Dans quels secteurs se concentrent les actions à haut rendement ?
Les actions à haut rendement sont identifiées au cas par cas. Elles sont actuellement assez nombreuses dans les télécoms et dans l’industrie, mais ce n’a pas toujours été le cas. En 2000, les télécoms n’étaient pas des actions à haut rendement. Nous évitons en revanche les secteurs qui sont trop endettés, comme les banques actuellement, et ceux qui sont très règlementés, comme la pharmacie du fait de la promotion des génériques. Les utilities (services aux collectivités, ndlr) sont risqués, car leurs contrats peuvent être remis en cause.
Quels sont les sociétés qui apparaissent dans votre portefeuille ?
Nous investissons essentiellement dans la zone euro, et un peu en Suisse et au Royaume-Uni. Notre portefeuille comporte une cinquantaine de lignes, qui en représente chacune entre 1% et 4%. Nous aimons beaucoup M6 : la conjoncture n’est pas bonne aujourd’hui pour la société, mais la perspective de la vente de ses parts dans Canal + en 2010 est intéressante. En vendant TPS à Vivendi, elle a dégagé trois années de dividendes. Nous misons également sur Sanofi-Aventis, France Télécom, Kesa Electricals, BNP Paribas, la poste autrichienne Österreichische Post, la société de télécoms finlandaise Elisa Corp, le groupe pharmaceutique britannique GlaxosmithKline, Neopost, SwissLife… Nous misons aussi sur PPR, qui n’a jamais coupé son dividende, avec un coupon de 6%. Nous maintenons Renault dans notre portefeuille, car l’action présente un rendement de près de 9%. Ce constructeur automobile est une entreprise qui a du cash, et qui reste sous tension pour assurer sa rentabilité, comme l’a prouvé l’annonce de ses mesures de restructuration jeudi. Nous estimons que Total pourrait arrêter prochainement son programme de rachat de titres, et arbitrer son choix d’allocation de son cash flow en faveur du dividende.

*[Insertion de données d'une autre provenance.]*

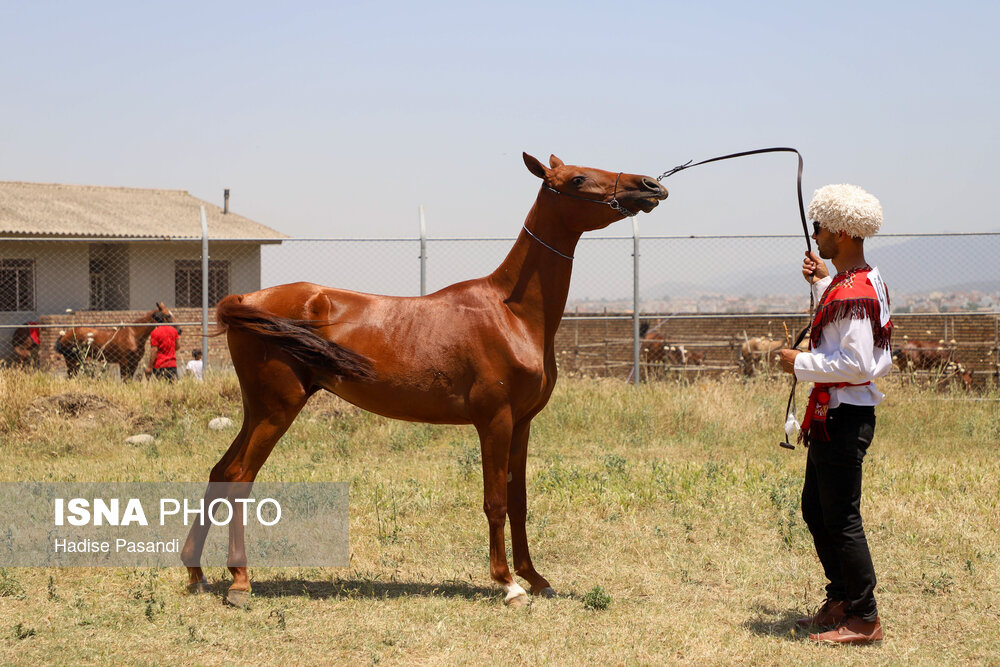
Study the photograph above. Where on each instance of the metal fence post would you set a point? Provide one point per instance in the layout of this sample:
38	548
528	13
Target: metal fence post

Pourquoi avez-vous choisi de lancer un fonds investi sur les valeurs à haut rendement en avril dernier ?
François de Saint-Pierre – De nombreuses études réalisées aux Etats-Unis et outre-Manche montrent que la contribution du dividende à la performance action sur le long terme est déterminante. Et cette relation s’observe aussi en Europe, notre zone d’investissement, sur vingt-deux ans. Par exemple, le SBF 120, qui regroupe les cent vingt premières capitalisations à la Bourse de Paris, affichait en avril dernier une performance annualisée de 7,5% hors dividendes, et de 9,7% avec les dividendes. Nous nous intéressons à cette problématique depuis quelques temps, et la configuration de marché actuelle se prête au lancement d’un tel fonds. Dans les périodes difficiles, le rendement rassure. Les dividendes pour 2007 annoncés en mars ont atteint un niveau record en quinze ans. Parallèlement, depuis le début de l’année, les cours des actions ont fortement chuté. Le rendement des actions est donc grand.
Comment expliquez-vous cette surperformance ?
Le dividende est le signe le plus tangible de la capacité pour une entreprise à dégager du cash. Contrairement au bénéfice par action, il constitue un indicateur plus stable, car il ne dépend pas de logiques comptables ou des règlementations nationales. Investir sur les actions à haut rendement offre une bonne couverture, face à une conjoncture défavorable et à un manque de visibilité, comme depuis plus d’un an maintenant.